# Boxes and staples?



## Jim Norton (Jun 29, 2007)

How did they put those brass staples into race track sets of old? Your desk stapler is easy to understand. The staple goes through the paper and is bent upward upon stricking the base of the stapler.

But with a race track box, there is no part of the stapler within the box to bend the staples. 

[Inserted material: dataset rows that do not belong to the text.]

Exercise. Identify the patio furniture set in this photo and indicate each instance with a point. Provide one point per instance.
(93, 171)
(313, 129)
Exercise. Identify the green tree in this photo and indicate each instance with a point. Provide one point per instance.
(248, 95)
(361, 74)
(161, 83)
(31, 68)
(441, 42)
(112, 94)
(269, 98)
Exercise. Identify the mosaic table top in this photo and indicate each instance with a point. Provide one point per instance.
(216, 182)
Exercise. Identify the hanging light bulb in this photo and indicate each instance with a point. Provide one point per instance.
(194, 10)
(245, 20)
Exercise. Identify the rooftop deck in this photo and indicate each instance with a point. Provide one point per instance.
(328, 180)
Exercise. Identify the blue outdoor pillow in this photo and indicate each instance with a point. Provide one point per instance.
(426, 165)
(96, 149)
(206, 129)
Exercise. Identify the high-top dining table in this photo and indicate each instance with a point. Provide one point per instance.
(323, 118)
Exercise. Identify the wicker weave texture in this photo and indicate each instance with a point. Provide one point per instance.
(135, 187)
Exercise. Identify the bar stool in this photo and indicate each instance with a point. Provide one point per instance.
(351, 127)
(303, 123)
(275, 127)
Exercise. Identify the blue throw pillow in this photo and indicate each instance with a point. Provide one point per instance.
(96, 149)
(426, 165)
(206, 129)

Something I have always wondered. Anybody know how this works?

Jim Norton
Huntsville, AL


----------



## Rolls (Jan 1, 2010)

Box staplers are mysterious. Nobody really knows how they work.


----------



## Bill Hall (Jan 6, 2007)

Well duh....I thought everyone knows the box is made around the staples


----------



## cwbam (Feb 8, 2010)

http://www.uline.com/BL_2502/Manual-Carton-Staplers

cheap boxes also (3" & 4" cube)


----------



## slotking (May 27, 2008)

based on this i have to assume that the stapler has to create the bend at the very end of the process

the staple penetrates the box, and side arms bend the staple????

that's my guess


----------



## Mr.Stubbs (Mar 23, 2001)

This video shows you how the pincers work.


----------



## Jim Norton (Jun 29, 2007)

So thats how it works! Thanks.

Jim Norton
Huntsville, AL


----------



## aurora1 (Oct 6, 2008)

They forgot to show in the video when the slacker fires that pneumatic one into his hand. Bet that smarts.


----------



## beast1624 (Mar 28, 2009)

Whew...another of life's mysteries solved. Thank's Mr Stubbs.


----------



## Rawafx (Jul 20, 1999)

I used to work at a place that built garden tractors. One of the guys in the boxing dept.(HUGE cardboard boxes) leaned against the outside of a box while he was stapleing a cardboard liner w/supports to the inside. He proceeded to staple the liner, the outside box, and his pants to the end of his, shall we say, "unit". Production had to stop while the section of the big box was cut away so he could go to the first aid station, way up front in the office section of the plant. He was laughing and joking because the discomfort was not too bad. He never finished the walk to the office, he got light-headed and collapsed......the loss of blood was so severe that his left sock was soaked. His pants were covered in blood, too. 
Needless to say, those staple guns can be NASTY!!!!

Bob Weichbrodt
[email protected]
Winston-Salem, NC


----------



## slotking (May 27, 2008)

wow, shades of John Bobbet!

good pic showing it, good know I was on the right path


----------



## bobhch (Apr 22, 2007)

rawafx said:


> needless to say, those staple guns can be nasty!!!!
> 
> Bob weichbrodt


ouch!!


----------